Applying Disaster Recovery Techniques in AWS

Hands-On Lab


Photo of Craig Arcuri

Craig Arcuri

AWS Training Architect II in Content





In this learning activity, the student will investigate different techniques in AWS for disaster recovery. The lesson will present AWS Disaster Recovery techniques and quantify the appropriate use cases, based RTO/RPO, for each technique. The student will then utilize a CloudFormation template to recover a large environment with many AWS Resources. This exercise will show that CloudFormation is a viable option for all but the most aggressive recovery timeline. A risk in using CloudFormation in Disaster Recovery is that hardcoded AMI IDs can change. The student will examine a CloudFormation template that has a Lambda function and can retrieve AMIs in real-time. The student will execute this template and verify that an EC2 instance was created.

What are Hands-On Labs?

Hands-On Labs are scenario-based learning environments where learners can practice without consequences. Don't compromise a system or waste money on expensive downloads. Practice real-world skills without the real-world risk, no assembly required.

Applying Disaster Recovery Techniques in AWS


In this hands-on lab, we will use a CloudFormation template to tackle stack recreation and get a chance to dive further into disaster recovery techniques through AWS.


Log in to the AWS live environment via the cloud_user credentials provided. We must also ensure that we are working in the us-east-1 (N. Virginia) region.

Create a CloudFormation Stack

  1. From the AWS Management Console, navigate to S3.

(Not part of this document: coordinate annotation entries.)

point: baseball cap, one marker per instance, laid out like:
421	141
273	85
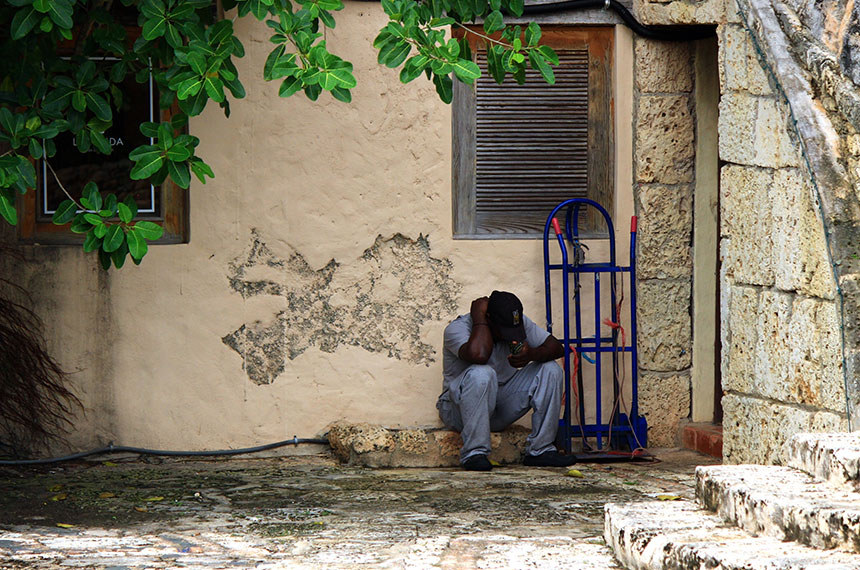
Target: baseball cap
506	312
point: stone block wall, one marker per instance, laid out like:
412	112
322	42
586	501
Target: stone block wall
781	317
782	354
663	165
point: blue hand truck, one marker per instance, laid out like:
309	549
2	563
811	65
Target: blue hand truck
621	436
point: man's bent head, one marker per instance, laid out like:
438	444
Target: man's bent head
505	312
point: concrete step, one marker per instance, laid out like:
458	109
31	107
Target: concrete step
680	536
705	438
832	457
782	503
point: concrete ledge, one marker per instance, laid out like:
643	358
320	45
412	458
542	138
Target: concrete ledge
782	503
678	536
832	457
377	446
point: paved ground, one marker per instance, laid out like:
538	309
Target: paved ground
310	512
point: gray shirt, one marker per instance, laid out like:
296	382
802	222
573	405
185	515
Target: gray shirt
457	334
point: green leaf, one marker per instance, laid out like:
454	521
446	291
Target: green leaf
136	244
214	88
24	21
146	165
312	92
65	213
179	173
149	231
124	212
178	153
341	94
466	71
7	210
91	194
189	87
113	238
197	62
79	101
104	259
61	13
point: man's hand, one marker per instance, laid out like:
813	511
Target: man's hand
522	356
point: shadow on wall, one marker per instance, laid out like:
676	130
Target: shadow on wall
378	302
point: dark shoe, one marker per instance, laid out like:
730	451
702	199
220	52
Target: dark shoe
549	459
477	463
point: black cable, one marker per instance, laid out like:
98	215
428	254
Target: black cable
144	451
671	34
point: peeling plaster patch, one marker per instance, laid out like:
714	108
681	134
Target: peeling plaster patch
262	349
378	303
258	255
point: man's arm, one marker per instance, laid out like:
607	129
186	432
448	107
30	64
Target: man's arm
479	347
551	349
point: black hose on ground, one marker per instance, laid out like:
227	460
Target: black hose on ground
670	34
144	451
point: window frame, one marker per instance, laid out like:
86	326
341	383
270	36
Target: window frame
172	214
600	41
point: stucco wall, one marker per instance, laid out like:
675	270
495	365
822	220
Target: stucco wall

  2. Go into the provided S3 Bucket and copy the URL of one of the provided templates (JSON or YAML, they both create the same resources).

    Note: A URL is provided in the Additional Information and Resources section to retrieve the file.

  3. Click Upload.

  4. Click Next.

  5. Click Next.

  6. Click Next.

  7. Click Upload.

Create a Cross-Stack Reference

  1. Select the main CloudFormation stack via the checkbox and click Actions > Delete Stack.

  2. Click on the GitHub template and copy the template's code, instead of directly downloading the template this time.

  3. Click Design Template in CloudFormation, and then create the stack using the revisions we made in the template.

    Note: Ensure that we remain on the template tab when pasting any of the revisions in.

  4. On the S3 Management Console, click on the JSON file and copy the URL of it.

  5. Navigate back to the CloudFormation Management Console.

  6. Click Create Stack.

  7. Ensure that Specify an Amazon S3 template URL is selected via the bubble.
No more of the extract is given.